Avrupa'da, Ukrayna ve Rusya'da birçok kişi, Ukrayna Savaşı'ndan önceki dünyaya özlem duyuyor. Kremlin'deki siyasetçiler güya barış müzakerelerine hazırlarmış da Ukraynalıların ve Batı'nın isteksizliği nedeniyle bu, başarısızlığa uğruyormuş gibi yaparak insanların bu özlemine oynuyorlar. Yeniden savaştan önceki gibi, ölümün ve yıkımın, yaptırımların, pahalı doğal gazın ve benzinin olmadığı bir dünyada yaşama özlemine…
Ancak bir daha asla, savaştan önceki gibi olmayacak. Hemen şimdi silahlar sussa dahi bu böyle. Zira Ukrayna Savaşı, gelecek dünya düzeni için sürmekte olan mücadelenin bir sebebi değil. Savaş bu çatışmanın sadece bir sonucu. Rusya hukuk ve değerler temelinde kurulu dünya düzenini tüm araçları kullanarak tahrip etmek istiyor. Çin, İran, Kuzey Kore ve diğer haydut devletler Moskova'yı destekliyor.
Eğer Rusya savaşı kazanırsa…
Bu, böyle olduğu için de küresel çatışma sürecek. Bu, Putin ve diğer diktatörlerin kendi vatandaşları da dahil olmak üzere insanlığı zorladıkları, henüz açıkça ilan edilmemiş bir tür Üçüncü Dünya Savaşı. Demokrasilerin çatışmayı görmezden gelmesi, bundan kaçınmaları mümkün değil. Bunu yapmaları halinde sonuç yeniden barbarlığa, güçlünün iktidarının geçerli olduğu, bireysel insan haklarının anlamının olmadığı bir dünyaya geri dönüş olacak.
Eğer Ukrayna'daki savaşı kazanacak olursa, Rusya saldırganlığına bir başka yerde devam edecek: Moldova'da, Kazakistan'da ya da Belarus'ta. Bu durumda Çin de, örneğin Hongkong, Tayvan ya da Güney Çin Denizi'ndeki adalarda, farklı düşünenlere ve azınlıklara daha fazla güç uygulama konusunda cesaretlenecek. İran'daki molla rejimi de kendi halkına, Yakın ve Ortadoğu'daki diğer ülkelere şiddet uygulamaktan çekinmeyecek. Ancak bunun tersi de doğru: Rusya'nın bu savaşı kaybetmesi halinde Çin, İran, Kuzey Kore ve diğer hukuksuz devletler daha dikkatli olmak zorunda kalacak.
Bilhassa İran'ın Putin'e SİHA temin etmesi tesadüf değil.

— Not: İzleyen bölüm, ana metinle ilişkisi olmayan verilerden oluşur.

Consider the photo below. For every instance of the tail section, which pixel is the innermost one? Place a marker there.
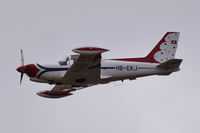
(165, 49)
(172, 63)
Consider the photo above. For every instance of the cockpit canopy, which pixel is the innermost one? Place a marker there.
(69, 60)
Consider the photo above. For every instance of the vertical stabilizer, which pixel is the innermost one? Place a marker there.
(165, 49)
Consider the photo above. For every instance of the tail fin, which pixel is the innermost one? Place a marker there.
(172, 63)
(165, 49)
(162, 52)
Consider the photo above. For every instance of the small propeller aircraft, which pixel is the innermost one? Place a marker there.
(87, 68)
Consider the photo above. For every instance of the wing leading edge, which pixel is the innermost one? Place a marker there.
(84, 72)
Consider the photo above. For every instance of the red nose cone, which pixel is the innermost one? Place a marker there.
(21, 69)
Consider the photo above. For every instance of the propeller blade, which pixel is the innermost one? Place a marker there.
(22, 74)
(22, 58)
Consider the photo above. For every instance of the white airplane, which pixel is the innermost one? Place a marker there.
(88, 68)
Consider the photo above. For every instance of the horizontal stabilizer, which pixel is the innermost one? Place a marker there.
(172, 63)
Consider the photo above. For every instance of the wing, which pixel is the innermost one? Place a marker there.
(86, 69)
(59, 91)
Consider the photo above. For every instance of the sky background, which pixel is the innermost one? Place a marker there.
(48, 30)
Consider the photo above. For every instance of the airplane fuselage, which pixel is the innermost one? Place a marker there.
(110, 70)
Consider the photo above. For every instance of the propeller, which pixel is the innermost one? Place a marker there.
(22, 66)
(22, 58)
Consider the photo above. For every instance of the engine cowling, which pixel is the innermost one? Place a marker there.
(47, 94)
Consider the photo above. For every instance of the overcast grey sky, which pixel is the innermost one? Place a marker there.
(47, 30)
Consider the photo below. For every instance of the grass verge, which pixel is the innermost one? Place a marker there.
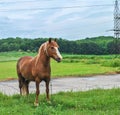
(94, 102)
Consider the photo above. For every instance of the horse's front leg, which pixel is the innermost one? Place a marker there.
(47, 89)
(36, 103)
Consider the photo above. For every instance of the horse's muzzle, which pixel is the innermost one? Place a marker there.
(58, 59)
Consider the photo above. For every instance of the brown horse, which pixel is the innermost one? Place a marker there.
(37, 68)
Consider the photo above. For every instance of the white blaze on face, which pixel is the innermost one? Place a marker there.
(58, 53)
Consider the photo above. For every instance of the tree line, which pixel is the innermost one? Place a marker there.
(96, 45)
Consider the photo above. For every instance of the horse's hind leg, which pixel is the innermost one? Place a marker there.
(23, 85)
(47, 89)
(21, 81)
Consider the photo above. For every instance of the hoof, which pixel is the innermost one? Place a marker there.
(36, 104)
(49, 102)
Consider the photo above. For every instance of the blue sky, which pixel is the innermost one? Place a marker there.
(53, 18)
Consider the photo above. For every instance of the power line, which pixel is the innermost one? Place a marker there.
(55, 8)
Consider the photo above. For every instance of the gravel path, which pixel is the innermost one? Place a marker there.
(66, 84)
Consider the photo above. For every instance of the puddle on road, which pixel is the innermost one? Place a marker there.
(90, 78)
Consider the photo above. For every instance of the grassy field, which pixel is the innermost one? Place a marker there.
(95, 102)
(72, 65)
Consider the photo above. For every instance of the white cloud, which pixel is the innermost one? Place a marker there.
(71, 23)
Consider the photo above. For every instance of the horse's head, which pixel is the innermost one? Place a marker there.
(52, 50)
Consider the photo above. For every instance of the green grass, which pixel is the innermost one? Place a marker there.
(72, 65)
(94, 102)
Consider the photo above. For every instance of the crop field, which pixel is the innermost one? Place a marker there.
(94, 102)
(72, 65)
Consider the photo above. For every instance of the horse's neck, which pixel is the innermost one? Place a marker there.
(42, 58)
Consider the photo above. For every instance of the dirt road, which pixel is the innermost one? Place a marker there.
(66, 84)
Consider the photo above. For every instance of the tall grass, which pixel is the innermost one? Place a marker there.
(71, 65)
(94, 102)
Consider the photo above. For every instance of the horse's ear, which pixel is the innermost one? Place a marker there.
(55, 39)
(50, 40)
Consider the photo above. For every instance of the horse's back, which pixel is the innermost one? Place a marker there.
(24, 65)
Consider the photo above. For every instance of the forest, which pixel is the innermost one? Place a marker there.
(97, 45)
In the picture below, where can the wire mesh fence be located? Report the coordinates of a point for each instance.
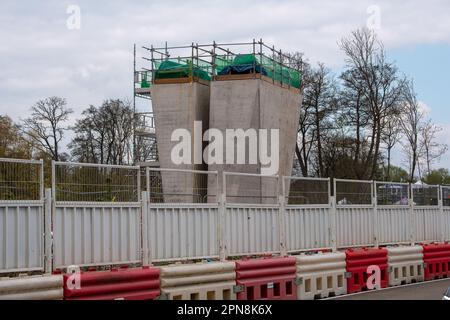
(76, 182)
(306, 191)
(181, 186)
(353, 192)
(392, 193)
(21, 179)
(251, 188)
(446, 196)
(425, 195)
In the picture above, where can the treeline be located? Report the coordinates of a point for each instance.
(349, 124)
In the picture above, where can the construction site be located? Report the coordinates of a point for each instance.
(222, 86)
(213, 230)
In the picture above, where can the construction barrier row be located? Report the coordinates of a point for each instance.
(405, 265)
(32, 288)
(437, 261)
(206, 281)
(321, 276)
(360, 265)
(303, 277)
(118, 284)
(266, 279)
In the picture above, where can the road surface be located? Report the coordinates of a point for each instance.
(432, 290)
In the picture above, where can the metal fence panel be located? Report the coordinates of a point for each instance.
(21, 233)
(394, 224)
(177, 232)
(181, 186)
(446, 223)
(21, 215)
(354, 226)
(307, 228)
(86, 182)
(427, 224)
(252, 229)
(246, 188)
(306, 191)
(93, 234)
(353, 192)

Mollalar biliyor ki eğer Putin savaşını kaybederse rejimlerinin günleri sayılı. Nihayetinde Moskova ve Pekin, İran'ın petrol sektörünün en önemli finansörleri arasında yer alıyor. Bu partnerlerin çökmesi halinde, Tahran'daki terör rejiminin ekonomik temeli de yıkılmış olacak. Ayrıca Ukrayna'nın zaferi İran'daki göstericileri de teşvik edecek.
Medeni dünya diz çökemez
Böyle olduğu için ve her şey birbiriyle bağlantılı olduğu için Putin kazanmamalı. Demokratik devletler, medeni dünya diktatörlerin önünde diz çökemez. Ukrayna'daki savaş nasıl sona ererse ersin NATO'nun muazzam bir biçimde silahlanması gerekiyor. Avrupa Birliği, ABD, Kanada, Avustralya, Japonya ve müttefikleri ekonomi işbirliklerinde artık daha fazla naif davranamaz, tedarik zincirlerinde, hammaddelerde, ithalat pazarlarında mutlak bağımlılık ilişkilerine giremezler, bunlar Çin gibi devler olsalar bile.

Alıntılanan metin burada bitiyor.